Month/Season Observed Predicted Z_Score 1 April 2019 0.498 0.597 -4.008 2 April 2021 0.498 0.495 0.156 3 April 2022 0.498 0.426 3.853
What do we see in this comparison?
- The 2019 model (that assumes the use of the 2019 ball) predicts a much higher HR rate of 0.597 with a Z score of -4 — clearly we’re not using the lively 2019 ball in the 2023 season.
- In contrast, the 2022 model (using a 2022 ball) predicts a much lower HR rate of 0.426 with a Z score of 3.85 — we’re not currently using the “dead” 2022 ball.
- Interestingly, the 2021 model predicts a similar HR rate of 0.495 (Z score close to 0) — this indicates that the carry properties of the 2023 ball are similar to the 2021 ball.
This Shiny app is included in the ShinyBaseball package. The app is included in this folder on my Github repository. Several comments:
app.Rfile contains the Shiny app. It is a relatively short script — the
data.work()function in the script collects the data from my Github site and the
make_plot()function constructs the graph. Since this is a short script, it might serve as a useful example for those who are learning about Shiny.
allfits.Rdatafile is a Rdata file containing a list of the model fits. I have a total of 18 fits– I previously fit the generalized additive model predicting the probability of a home run as a function of the launch variables for each of the 6 months for each of the 2019, 2021 and 2022 seasons.

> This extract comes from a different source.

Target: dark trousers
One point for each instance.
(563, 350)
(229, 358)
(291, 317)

To run this app on one’s laptop, you put the
allfits.Rdata files in a separate folder. To launch the app, open the
app.R file and press the Run App button in RStudio.
I have an additional file
fit_gam_models.R in the folder. This is a R function that I previously ran to collect the model fits. You don’t need to execute this function, but is included so one can see the syntax for the GAM model fits.
Try it Out
- The live version of the Shiny app https://bayesball.shinyapps.io/HomeRunLaunchVariables/ will be active for the remainder of the 2023 season.
- Using the Shiny app with the April data, it appears that the home run rates in 2023 are similar to that in the 2021 season. At this point of time, I would predict a similar total home run count in 2023 as in 2021. I will continue to collect Statcast data as the current season progresses.
- This app is helpful for exploring temperature effects by changing the prediction month.
- By exploring the home run rates for and comparing these rates with predictions from model fits for future months, we can see if the 2023 rates remain similar to the 2021 rates.